被差別部落へのイメージの質問は被差別者へのまなざしを意識した質問だ。ここでは周囲に向けられたまなざし、すなわち「状況認識」を重視している。周囲はみんな差別するんじゃないかというまなざしであり、部落に関わったら周囲は自分のことをどう見るのかというまなざしである。差別意識や偏見だけではなく、ここにも注目すべきだ。
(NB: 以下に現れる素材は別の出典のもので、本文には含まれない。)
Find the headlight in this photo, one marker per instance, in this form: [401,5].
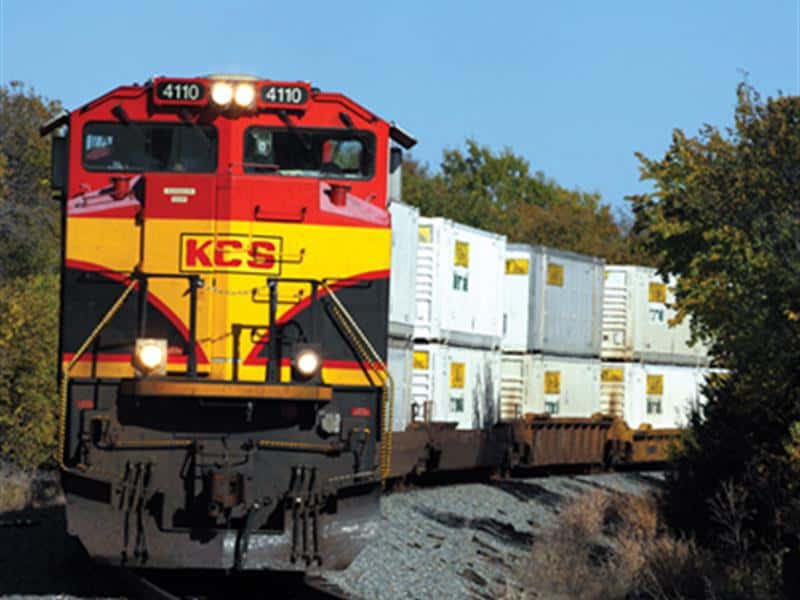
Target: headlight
[330,422]
[150,356]
[221,93]
[307,362]
[245,94]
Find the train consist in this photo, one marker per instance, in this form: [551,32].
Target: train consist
[226,323]
[513,355]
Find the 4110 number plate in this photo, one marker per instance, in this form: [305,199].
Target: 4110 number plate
[284,94]
[180,92]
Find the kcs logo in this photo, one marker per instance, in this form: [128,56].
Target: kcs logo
[255,254]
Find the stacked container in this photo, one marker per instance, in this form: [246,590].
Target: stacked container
[636,314]
[659,395]
[456,370]
[402,308]
[551,332]
[650,373]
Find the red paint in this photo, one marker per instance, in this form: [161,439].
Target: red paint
[159,304]
[196,253]
[254,359]
[262,255]
[220,253]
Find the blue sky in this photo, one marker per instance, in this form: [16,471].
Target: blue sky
[574,87]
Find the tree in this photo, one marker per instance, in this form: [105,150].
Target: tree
[725,218]
[498,192]
[29,223]
[28,339]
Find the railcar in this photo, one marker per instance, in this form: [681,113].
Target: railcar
[224,290]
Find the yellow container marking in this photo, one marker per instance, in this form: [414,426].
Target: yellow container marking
[420,360]
[425,234]
[612,374]
[657,292]
[552,382]
[555,274]
[457,375]
[655,385]
[517,266]
[461,255]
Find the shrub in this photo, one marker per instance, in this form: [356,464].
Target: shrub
[28,358]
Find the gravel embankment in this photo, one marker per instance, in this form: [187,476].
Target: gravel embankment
[465,541]
[457,541]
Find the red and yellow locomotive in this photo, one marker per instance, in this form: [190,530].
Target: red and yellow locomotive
[224,315]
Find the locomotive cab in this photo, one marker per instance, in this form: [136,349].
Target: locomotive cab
[224,307]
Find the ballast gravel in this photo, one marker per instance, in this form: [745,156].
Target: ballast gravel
[455,541]
[465,541]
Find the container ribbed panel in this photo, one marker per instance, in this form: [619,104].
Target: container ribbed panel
[512,388]
[615,321]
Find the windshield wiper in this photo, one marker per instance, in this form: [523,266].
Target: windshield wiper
[264,166]
[187,118]
[284,116]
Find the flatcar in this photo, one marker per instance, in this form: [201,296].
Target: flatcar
[224,292]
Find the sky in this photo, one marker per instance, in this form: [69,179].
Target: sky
[574,87]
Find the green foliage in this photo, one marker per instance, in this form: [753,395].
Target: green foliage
[28,339]
[498,192]
[28,217]
[725,218]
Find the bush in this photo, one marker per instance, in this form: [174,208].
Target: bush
[28,361]
[614,546]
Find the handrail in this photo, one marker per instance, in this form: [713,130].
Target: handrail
[62,425]
[383,373]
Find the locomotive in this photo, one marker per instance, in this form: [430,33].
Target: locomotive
[225,398]
[224,295]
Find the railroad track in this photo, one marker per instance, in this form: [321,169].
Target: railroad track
[156,586]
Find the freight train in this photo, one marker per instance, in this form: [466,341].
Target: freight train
[225,399]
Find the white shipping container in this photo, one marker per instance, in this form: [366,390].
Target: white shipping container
[553,301]
[459,284]
[399,363]
[659,395]
[636,317]
[402,279]
[456,384]
[561,386]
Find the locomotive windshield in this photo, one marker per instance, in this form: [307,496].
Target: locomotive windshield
[150,147]
[337,154]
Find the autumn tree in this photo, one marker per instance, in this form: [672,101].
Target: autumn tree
[29,247]
[724,216]
[29,226]
[498,192]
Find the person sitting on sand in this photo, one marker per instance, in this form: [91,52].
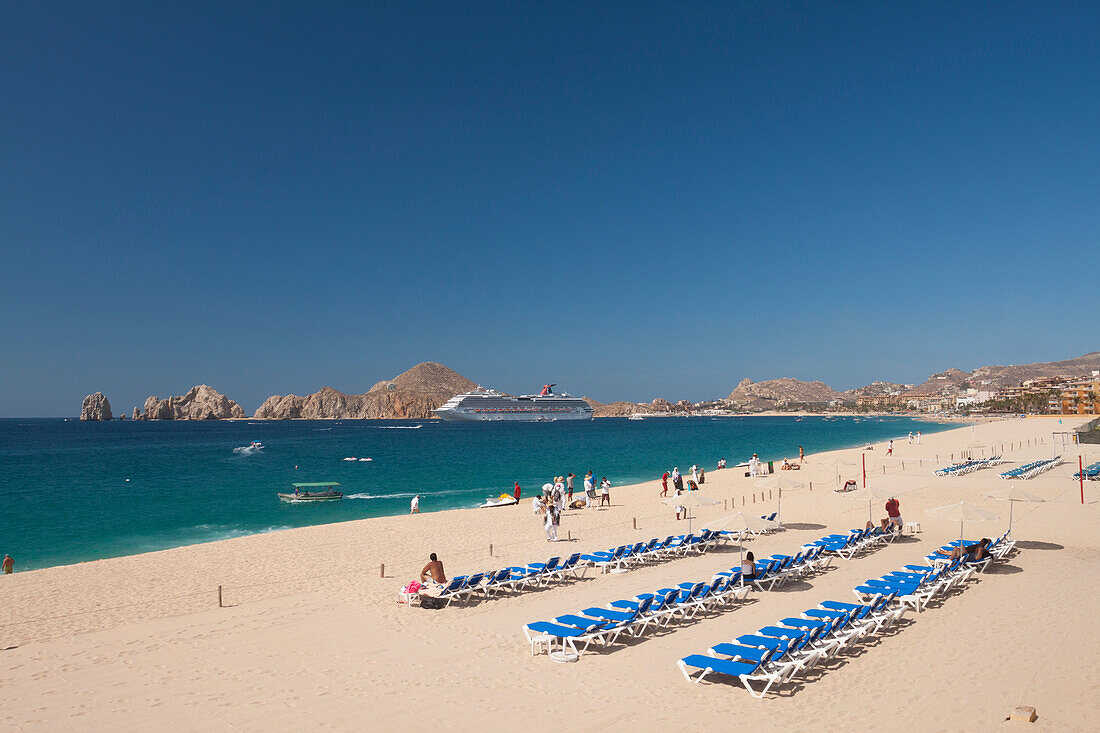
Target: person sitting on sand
[433,570]
[968,553]
[893,514]
[748,567]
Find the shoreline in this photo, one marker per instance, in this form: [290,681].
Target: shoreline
[275,528]
[140,641]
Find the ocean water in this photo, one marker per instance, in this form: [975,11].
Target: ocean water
[80,491]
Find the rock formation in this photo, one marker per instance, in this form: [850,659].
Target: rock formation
[782,391]
[409,395]
[200,403]
[616,408]
[96,407]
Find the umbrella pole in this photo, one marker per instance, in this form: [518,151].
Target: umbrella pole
[740,561]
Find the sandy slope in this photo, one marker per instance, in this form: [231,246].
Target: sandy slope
[314,637]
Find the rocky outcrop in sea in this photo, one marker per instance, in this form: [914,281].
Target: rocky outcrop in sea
[200,403]
[410,395]
[96,407]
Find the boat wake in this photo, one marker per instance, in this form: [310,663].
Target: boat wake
[410,494]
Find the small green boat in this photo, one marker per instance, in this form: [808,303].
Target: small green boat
[325,491]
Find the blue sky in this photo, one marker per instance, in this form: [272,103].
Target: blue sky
[629,199]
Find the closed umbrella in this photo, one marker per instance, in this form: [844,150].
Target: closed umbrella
[689,500]
[781,483]
[963,513]
[1012,495]
[837,463]
[869,494]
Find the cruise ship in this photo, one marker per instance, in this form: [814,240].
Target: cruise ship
[491,405]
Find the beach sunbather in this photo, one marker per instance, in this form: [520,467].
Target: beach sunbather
[748,567]
[433,570]
[968,553]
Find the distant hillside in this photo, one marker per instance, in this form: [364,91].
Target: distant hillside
[616,408]
[770,393]
[1002,376]
[876,390]
[410,395]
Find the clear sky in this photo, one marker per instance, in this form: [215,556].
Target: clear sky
[630,199]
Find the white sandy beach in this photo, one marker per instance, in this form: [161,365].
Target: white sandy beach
[312,636]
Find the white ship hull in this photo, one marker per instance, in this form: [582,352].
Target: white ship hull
[513,417]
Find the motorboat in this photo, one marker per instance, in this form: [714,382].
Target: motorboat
[325,491]
[503,500]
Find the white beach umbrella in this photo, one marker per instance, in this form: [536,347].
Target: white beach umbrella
[869,494]
[781,483]
[961,513]
[741,523]
[1012,495]
[688,500]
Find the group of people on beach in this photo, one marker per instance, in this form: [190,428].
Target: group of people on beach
[558,495]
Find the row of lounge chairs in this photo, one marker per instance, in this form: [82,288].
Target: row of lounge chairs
[779,652]
[1091,473]
[969,467]
[486,584]
[658,609]
[1033,469]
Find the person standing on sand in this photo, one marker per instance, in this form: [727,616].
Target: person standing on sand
[551,525]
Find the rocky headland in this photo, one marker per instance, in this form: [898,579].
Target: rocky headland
[200,403]
[96,407]
[410,395]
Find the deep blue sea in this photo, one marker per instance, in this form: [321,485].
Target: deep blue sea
[80,491]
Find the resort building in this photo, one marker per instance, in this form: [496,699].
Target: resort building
[1078,397]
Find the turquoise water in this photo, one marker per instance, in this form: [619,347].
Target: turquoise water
[81,491]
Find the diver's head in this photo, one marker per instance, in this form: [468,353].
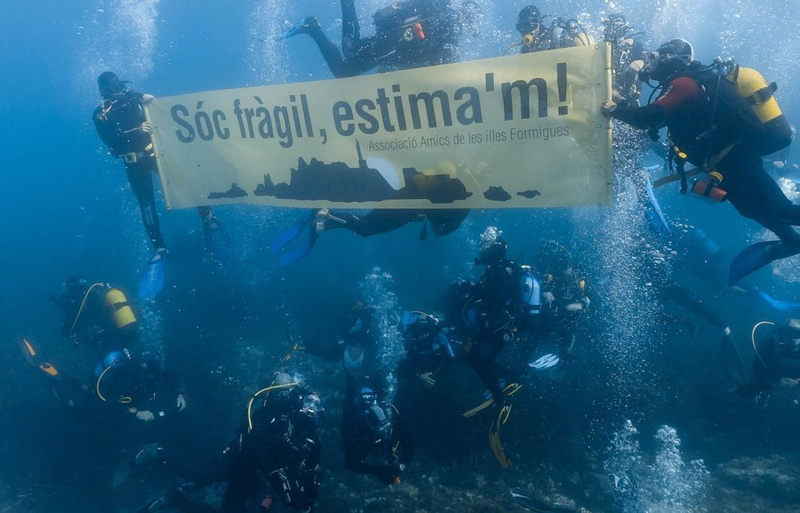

また、「差別意識」は悪意なのかという問題がある。差別、差別意識という言葉に込められた強力な否定的ニュアンスの悪影響を考慮すべきだ。差別したら全人格を否定されてしまうという恐れが一般的にはあるのではないか。また、差別行為の背景には必ず差別意識が存在するという推定があると考えられる。無意識の差別というか、人は差別意識(悪意)がなくても差別をするということの十分な理解が必要ではないか。差別意識=悪意という狭い理解では、かえって硬直した反応しか返ってこない可能性がある。

今後、パンフレットなどでこんな啓発はできないか。「同和はこわい」などの噂に対して一部の人はすぐに同意し、また一部の人はその噂に反発している。多くの人は「そんな見方もあるのか」と中立的な立場にたっているが、その噂を打ち消すまでには至っていない。そんな噂を一人歩きさせないようにしましょうという提案をしてはどうか。このデータをそういう教材にできないかと考えている。差別意識だけではなく、「状況認識」についても今後の啓発を考えるバリエーションに加えてはどうかという提案である。 (椎葉正和)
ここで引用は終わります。